12 June 2007


Steve Jobs' keynote address at WWDC 2007 left a lot to be desired. After the iPhone's huge splash at Macworld in January I had high hopes for another demonstration of Jobs' renowned showmanship. Instead we got the following four announcements:

  1. EA and id will be concurrently releasing new titles for PC and Mac. Enh, I'm not much of a gamer.

  2. Some neat-looking, but not groundbreaking features of Leopard, the next version of OS X. A lot of these had already been previewed and none of them were knock-your-socks-off exciting. And while the switching animation is neat, various UNIX distros have had multiple desktops since the mid 90s.

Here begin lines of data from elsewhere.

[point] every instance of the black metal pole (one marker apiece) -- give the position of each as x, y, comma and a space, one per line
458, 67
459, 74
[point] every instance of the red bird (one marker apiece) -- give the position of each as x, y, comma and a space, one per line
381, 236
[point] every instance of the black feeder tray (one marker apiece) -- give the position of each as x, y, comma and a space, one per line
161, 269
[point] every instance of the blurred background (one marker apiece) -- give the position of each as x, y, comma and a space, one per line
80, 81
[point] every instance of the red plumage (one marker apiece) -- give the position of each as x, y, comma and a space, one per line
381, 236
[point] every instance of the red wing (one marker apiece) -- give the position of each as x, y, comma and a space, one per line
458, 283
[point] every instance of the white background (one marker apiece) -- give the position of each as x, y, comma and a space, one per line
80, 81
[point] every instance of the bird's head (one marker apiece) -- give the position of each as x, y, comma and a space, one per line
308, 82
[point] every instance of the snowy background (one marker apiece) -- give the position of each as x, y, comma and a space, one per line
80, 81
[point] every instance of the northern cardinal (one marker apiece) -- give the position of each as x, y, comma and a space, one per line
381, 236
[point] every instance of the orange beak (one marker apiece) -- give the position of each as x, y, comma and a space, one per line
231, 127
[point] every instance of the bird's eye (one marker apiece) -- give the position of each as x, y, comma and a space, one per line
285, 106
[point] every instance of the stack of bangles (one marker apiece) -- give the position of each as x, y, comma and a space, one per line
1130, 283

  3. Safari on Windows. I don't use Windows or Safari, so this one was a dud. I am considering giving Safari 3 another shot to be more useful to me than Firefox, but I doubt it will win.

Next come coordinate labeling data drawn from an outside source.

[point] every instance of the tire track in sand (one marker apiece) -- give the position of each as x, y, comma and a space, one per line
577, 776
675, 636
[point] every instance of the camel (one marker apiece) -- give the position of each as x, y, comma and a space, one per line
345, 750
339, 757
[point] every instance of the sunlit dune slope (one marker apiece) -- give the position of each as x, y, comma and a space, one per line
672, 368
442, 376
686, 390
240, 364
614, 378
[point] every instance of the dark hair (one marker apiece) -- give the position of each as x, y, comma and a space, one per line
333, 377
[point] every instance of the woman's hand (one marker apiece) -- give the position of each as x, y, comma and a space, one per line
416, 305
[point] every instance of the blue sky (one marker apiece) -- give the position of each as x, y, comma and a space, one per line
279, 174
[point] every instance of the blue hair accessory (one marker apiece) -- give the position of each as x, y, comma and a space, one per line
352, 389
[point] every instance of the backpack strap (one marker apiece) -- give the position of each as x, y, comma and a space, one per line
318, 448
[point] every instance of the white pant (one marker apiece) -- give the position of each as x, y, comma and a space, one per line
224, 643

  4. 3rd party development on the iPhone via AJAX web apps. Boo. This one actually really sucked: the message to keen outside developers? Make a goofy Web 2.0 site and pretend that's a real app. Pretty weak, Apple.

In addition to the mediocre content of the address, you could tell that Jobs was off his game. In contrast to his rollicking iPhone announcement, where he had the audience eating out of his hand, he was adrift here. He kept awkwardly pausing for applause breaks where the audience half-heartedly obliged. He's demo some fairly lame feature and finish with an embarrassed, "Yeah, we think this will be really useful." I guess my expectations were too high — you can't hit a home run every time.